Na própria pele

Vivemos num tempo, no mínimo, controverso.

Nos expomos, cada um na sua minoria maior... nos identificamos e reconhecemos.

Combatemos, amorosamente ou não, os preconceitos de toda ordem e temos a tendência de julgamento dos que ousam pensar, agir ou sentir diferente de nós.

Existem os que mudam o cabelo, pintam, cortam, raspam... tatuam ou escarificam a pele...

Os que tem filhos dos filhos, os que querem ter filhos para outros, os que assumem amor pelos filhos alheios e até os que não suportam crianças ou traços infantis de qualquer ordem.

Os que querem mudar de corpo, de sexo, de nome...de país, de profissão.

Aqueles que reforçam os estereótipos do feminino ou masculino, ou não...homens que usam vestidos ou saias, mulheres que operam escavadeiras e dirigem caminhão.

Os que querem eliminar peso, mesmo que isso signifique abolir a si mesmo.
Os que vendem a casa em troca do mundo... os que batem e combatem por conta das discussões políticas.

Aqueles que querem voltar a viver em comunidades e os que compram apartamentos com espaços cada vez mais reduzidos.

Os que vestem marcas, trocam carros, lanchas, jatos e amigos por curtidas.
Aqueles que comem carne suficiente para uma tribo da Era Paleolítica... os que são amigos dos animais, não os considerando comida.
Os que fazem malabarismos nas finanças para bancar jantares ou viagens... e os que decidem viver com pouco, produzindo tudo à moda antiga.
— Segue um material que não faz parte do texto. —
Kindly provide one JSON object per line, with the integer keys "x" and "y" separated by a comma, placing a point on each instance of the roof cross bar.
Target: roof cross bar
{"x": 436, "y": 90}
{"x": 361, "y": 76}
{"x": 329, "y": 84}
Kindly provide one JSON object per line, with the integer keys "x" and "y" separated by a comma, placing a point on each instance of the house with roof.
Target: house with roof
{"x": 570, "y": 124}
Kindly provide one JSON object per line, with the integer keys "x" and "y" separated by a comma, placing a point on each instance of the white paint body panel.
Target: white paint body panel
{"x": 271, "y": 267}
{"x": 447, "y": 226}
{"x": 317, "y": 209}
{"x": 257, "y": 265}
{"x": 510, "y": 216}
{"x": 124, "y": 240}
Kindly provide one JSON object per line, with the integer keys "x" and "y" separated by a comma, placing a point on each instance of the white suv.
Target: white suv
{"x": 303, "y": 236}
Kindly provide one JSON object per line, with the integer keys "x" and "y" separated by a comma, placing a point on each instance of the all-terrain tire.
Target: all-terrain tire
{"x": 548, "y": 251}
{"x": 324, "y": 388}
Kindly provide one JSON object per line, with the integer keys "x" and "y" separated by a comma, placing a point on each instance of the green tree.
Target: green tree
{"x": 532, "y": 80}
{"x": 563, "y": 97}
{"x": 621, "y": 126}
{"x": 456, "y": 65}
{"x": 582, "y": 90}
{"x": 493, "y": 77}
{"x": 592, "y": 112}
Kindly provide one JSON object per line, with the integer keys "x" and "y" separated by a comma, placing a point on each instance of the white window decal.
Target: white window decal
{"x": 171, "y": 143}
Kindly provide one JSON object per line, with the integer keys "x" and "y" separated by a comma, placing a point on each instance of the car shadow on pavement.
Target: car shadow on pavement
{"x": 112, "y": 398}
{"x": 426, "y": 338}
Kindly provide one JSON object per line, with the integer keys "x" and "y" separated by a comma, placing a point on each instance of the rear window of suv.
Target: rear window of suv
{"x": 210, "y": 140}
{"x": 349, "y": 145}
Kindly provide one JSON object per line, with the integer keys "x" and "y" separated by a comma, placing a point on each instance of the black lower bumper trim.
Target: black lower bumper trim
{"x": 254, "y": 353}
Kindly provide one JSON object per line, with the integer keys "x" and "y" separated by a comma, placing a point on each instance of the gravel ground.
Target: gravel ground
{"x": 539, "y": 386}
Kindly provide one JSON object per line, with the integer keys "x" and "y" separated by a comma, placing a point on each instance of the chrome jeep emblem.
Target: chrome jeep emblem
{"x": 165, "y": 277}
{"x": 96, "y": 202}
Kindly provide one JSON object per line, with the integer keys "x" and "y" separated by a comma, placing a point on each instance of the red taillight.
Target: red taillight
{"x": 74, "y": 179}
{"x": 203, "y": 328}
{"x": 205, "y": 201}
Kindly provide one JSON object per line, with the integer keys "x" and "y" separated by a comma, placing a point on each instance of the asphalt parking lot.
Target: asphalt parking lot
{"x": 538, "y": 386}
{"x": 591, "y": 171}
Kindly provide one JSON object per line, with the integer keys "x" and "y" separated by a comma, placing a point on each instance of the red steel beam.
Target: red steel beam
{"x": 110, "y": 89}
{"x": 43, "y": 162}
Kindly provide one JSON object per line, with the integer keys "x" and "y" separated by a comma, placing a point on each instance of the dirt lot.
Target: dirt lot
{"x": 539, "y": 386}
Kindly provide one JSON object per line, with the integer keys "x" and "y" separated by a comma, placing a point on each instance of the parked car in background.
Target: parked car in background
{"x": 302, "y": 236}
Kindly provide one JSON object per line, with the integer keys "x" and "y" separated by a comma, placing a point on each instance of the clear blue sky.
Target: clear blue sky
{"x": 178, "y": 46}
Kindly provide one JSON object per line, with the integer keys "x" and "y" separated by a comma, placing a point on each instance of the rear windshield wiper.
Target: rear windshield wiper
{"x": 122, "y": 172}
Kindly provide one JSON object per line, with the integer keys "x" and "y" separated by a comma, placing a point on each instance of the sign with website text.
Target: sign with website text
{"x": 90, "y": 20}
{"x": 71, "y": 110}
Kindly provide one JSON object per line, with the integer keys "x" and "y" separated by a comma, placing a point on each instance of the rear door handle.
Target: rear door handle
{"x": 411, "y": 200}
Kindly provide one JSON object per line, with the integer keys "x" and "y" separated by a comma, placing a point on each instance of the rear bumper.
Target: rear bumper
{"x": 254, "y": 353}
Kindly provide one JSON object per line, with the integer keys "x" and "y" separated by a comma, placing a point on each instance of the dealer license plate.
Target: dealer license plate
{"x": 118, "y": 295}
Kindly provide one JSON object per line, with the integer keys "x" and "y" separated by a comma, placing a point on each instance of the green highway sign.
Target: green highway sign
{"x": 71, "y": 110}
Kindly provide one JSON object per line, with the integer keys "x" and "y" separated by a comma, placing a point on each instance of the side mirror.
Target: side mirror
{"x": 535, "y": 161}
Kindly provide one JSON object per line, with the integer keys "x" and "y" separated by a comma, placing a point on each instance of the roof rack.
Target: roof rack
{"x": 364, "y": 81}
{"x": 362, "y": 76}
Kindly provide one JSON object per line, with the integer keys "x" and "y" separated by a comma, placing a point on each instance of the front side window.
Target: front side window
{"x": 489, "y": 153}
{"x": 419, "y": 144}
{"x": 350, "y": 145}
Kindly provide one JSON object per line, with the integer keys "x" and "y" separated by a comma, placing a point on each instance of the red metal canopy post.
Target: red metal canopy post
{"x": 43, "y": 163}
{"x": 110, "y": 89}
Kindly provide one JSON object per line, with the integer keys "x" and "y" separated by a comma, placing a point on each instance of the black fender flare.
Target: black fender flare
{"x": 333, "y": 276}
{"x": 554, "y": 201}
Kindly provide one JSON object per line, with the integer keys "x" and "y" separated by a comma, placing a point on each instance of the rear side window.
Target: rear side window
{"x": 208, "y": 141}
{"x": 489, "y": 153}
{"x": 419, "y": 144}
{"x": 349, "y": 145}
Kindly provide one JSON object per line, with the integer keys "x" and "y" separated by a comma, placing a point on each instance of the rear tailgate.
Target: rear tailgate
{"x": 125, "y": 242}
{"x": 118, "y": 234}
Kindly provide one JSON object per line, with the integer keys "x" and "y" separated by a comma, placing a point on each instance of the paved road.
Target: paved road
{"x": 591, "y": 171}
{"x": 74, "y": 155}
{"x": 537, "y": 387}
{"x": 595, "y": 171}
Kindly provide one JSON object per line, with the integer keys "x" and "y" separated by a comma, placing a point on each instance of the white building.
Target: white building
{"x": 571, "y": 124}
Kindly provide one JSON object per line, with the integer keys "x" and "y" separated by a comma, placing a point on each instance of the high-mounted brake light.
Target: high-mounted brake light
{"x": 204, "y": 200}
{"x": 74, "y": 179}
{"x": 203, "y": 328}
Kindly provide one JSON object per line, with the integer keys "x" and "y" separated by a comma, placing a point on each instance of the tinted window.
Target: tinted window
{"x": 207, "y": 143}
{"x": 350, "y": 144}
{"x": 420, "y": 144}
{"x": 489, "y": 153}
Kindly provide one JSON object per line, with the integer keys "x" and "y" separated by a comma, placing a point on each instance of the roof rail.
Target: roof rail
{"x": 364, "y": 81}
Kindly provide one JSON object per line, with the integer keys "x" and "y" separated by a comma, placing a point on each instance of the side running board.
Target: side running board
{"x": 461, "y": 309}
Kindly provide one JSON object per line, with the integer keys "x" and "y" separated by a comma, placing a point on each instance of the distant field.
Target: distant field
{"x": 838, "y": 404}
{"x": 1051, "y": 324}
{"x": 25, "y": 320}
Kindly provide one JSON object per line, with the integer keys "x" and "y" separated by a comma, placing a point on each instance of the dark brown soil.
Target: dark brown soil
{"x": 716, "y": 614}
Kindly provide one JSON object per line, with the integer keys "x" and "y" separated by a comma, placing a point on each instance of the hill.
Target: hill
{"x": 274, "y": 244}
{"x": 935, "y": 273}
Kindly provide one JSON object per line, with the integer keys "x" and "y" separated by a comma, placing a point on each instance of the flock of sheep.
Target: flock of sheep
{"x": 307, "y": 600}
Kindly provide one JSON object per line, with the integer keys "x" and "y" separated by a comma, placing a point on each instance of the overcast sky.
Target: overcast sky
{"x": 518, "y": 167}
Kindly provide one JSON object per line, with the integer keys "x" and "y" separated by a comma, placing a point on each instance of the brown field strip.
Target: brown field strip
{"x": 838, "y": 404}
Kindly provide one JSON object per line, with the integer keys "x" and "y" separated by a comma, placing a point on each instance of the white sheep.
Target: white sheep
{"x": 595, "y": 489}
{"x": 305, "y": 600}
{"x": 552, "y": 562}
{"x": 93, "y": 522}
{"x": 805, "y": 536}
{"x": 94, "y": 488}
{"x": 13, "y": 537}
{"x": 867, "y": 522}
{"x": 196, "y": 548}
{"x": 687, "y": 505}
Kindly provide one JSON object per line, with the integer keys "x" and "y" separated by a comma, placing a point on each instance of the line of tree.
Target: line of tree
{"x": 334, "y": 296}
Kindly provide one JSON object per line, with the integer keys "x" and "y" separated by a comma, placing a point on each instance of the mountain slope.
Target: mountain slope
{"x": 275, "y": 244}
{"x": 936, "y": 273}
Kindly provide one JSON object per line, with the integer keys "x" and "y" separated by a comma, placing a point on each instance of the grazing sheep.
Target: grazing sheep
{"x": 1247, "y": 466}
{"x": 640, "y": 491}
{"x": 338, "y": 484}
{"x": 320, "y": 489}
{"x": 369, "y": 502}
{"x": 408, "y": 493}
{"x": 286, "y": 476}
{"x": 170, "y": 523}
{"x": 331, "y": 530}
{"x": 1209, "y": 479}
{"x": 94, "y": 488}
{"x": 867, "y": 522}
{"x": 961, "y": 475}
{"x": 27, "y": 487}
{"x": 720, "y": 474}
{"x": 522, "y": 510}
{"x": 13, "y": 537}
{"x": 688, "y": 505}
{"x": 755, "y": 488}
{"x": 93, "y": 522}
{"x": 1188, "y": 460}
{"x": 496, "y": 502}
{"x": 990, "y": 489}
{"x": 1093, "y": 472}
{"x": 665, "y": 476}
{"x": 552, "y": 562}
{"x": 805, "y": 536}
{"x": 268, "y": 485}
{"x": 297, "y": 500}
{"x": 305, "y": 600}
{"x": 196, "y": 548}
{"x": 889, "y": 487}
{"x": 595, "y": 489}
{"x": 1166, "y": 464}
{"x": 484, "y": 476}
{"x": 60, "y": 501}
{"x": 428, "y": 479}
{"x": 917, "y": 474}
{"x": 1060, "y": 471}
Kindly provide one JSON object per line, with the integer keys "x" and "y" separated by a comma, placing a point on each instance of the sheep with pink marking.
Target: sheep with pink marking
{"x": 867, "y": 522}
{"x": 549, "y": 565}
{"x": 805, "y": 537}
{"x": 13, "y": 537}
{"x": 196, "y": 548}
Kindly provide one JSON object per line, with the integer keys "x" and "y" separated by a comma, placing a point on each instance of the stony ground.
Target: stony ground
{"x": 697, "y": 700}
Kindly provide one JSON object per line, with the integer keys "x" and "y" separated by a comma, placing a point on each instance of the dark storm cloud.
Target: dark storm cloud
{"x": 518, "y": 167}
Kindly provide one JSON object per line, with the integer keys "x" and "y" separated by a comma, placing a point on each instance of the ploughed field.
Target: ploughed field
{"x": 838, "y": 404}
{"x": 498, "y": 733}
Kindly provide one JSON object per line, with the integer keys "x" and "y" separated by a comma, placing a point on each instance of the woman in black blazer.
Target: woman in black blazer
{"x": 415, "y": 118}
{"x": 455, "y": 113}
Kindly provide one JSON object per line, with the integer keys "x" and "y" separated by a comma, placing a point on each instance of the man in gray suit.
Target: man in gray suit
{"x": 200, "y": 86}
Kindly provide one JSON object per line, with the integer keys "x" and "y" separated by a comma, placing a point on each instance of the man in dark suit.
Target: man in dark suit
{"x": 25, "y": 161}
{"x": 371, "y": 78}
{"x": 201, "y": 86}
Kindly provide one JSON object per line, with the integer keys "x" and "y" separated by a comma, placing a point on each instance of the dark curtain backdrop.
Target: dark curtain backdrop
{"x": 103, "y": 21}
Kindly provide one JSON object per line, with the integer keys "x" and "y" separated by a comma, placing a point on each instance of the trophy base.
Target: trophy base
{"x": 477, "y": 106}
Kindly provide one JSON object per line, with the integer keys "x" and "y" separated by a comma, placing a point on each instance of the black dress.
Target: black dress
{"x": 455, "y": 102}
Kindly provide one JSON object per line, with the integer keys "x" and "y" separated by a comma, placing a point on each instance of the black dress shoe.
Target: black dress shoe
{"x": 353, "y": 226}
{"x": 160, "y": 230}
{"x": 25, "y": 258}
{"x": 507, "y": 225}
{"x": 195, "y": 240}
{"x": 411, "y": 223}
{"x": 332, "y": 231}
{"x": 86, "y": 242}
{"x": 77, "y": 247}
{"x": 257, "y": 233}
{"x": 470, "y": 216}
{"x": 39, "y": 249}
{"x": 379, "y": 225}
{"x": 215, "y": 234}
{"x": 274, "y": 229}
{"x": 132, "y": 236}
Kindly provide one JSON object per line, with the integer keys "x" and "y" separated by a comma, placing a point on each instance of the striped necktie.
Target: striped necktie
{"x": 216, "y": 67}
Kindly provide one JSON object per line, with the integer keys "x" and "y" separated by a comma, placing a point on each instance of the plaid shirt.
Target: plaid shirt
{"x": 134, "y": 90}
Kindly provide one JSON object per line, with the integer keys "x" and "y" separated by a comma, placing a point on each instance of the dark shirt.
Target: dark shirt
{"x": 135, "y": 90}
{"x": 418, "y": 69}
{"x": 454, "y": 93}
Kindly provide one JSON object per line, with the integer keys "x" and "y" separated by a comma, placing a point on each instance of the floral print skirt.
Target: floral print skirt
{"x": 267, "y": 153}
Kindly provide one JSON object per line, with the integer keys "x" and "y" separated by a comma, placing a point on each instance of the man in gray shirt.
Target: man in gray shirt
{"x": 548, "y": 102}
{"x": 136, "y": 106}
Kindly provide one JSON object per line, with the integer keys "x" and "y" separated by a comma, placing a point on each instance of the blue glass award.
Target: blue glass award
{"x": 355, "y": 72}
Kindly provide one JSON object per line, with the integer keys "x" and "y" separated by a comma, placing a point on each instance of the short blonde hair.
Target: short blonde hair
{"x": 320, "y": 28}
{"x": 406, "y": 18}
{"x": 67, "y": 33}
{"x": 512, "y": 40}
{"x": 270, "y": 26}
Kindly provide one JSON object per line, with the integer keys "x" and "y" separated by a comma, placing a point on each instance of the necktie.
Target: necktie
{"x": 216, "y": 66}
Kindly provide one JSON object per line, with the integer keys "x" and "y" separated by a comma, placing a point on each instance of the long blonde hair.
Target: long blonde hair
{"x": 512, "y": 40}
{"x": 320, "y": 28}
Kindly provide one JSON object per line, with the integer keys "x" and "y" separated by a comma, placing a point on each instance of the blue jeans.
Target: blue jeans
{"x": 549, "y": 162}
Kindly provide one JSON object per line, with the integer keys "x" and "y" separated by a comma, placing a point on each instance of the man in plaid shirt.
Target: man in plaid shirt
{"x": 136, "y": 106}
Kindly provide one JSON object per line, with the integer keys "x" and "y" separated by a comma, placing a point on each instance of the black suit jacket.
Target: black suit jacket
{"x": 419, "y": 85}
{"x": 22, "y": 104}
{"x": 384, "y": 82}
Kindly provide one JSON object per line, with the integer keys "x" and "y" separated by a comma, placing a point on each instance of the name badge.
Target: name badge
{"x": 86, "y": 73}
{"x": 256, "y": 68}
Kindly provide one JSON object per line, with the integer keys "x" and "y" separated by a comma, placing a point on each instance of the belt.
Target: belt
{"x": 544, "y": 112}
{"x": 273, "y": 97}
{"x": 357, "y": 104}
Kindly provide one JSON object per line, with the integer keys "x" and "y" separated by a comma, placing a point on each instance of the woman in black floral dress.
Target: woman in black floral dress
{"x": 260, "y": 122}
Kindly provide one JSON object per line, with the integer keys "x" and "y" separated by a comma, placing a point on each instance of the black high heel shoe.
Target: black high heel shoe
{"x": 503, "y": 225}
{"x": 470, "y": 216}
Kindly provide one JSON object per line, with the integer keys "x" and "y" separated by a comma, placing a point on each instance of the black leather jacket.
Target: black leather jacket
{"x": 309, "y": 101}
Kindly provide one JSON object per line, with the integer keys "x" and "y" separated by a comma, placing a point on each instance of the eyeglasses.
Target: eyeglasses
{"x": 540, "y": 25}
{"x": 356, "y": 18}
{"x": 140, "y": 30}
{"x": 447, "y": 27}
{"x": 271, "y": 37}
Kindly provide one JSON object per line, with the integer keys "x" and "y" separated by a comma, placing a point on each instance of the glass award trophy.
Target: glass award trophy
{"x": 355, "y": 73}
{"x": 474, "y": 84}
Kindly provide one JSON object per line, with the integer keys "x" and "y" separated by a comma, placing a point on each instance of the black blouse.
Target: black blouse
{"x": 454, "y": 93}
Aqueles que expõem a vida intima, na cama, no banho ou nas refeições.
Temos todos os perfis, tipos, classificações... nos conservamos em nichos de consumo, restringimos as posições políticas, participamos de comunidades afins e confrontamos os “grupos adversários”.

E pra que tudo isso? Será mesmo que é pelo simples gosto de estar com os seus?

De ter segurança onde ou com quem se está categorizado?

E agindo assim, garantimos o quê? Alguém sabe me responder?

Respiro fundo... como forma de encher o peito de ar e de mim.

A ideia aqui não é reforçar a construção das barragens dos rios da vida.

Ao contrário, meu interesse em tratar da humanidade... esse linho invisível que nos liga, com ou sem categorias próprias.

Meu gosto, na escrita e na vida, é por acolhimento do diverso.

A diferença me encanta e enternece.

Meu exercício de ser gente passa por isso... por reconhecer que o ser mutante que se apresenta é sempre algo a ser descoberto.

Essa descoberta se dá por conexão... nos olhos, nas almas e, às vezes, nas mãos.

É certo que, por vezes, tento essa ligação e não acontece...
Como explicar isso? Não sei, nem arrisco...

Apenas prossigo, certa de que os enlaces diferentes se dão por via de mão dupla.

Quando alcanço a reciprocidade, estamos distintos e ligados...e a graça da vida continua...

Independente da categoria, social ou política, econômica ou sexual, de gênero ou ancestralidade... o que e a quem me conecto é por paixão.

Com paixão, acompanhando a dureza e a leveza, me envolvo com o que o outro é... a fim de estar apta a discernir sobre o que ele disse, pensou ou sentiu.

Um momento santo...compassivo e suave, mesmo que a conexão revele dificuldades, abusos, erros e avessos.

Acolho o diferente no outro e em mim, como uma forma de agregar... somar o que me falta e compartilhar o que abunda no diverso.

Assim, faço o exercício da troca...do colocar-me na mesma condição, seja ela qual for.

Consigo olhar pro outro, no verso e anverso, no esquerdo ou direito, na perspectiva quase completa (por que não tenho a pretensão da completude).

Trocamos, conectados, nossas peles...buscando entender o que vai no vão do pensamento ou na emoção.

Quando volto a mim, me amo mais, me aceito e me perdoo porque pude fazer tal exercício.

Trocando de lado, lugar e categoria, ainda que apenas na teoria, muda o sentimento de ser algo que não sou.

E ao invés de criticar, julgar, prender, reduzir até arriscar perder...

Ao invés de continuar o movimento das classificações para a segurança de todos...

Prefiro e escolho a insegurança de me ver desse ou daquele jeito...

Escolho me permitir mudar de vida e renascer, na mesma existência.

Prefiro que o outro continue sendo ele...como é e em tudo que quer ser.

Assim, sou maior a cada dia...e me sinto bem na minha própria pele.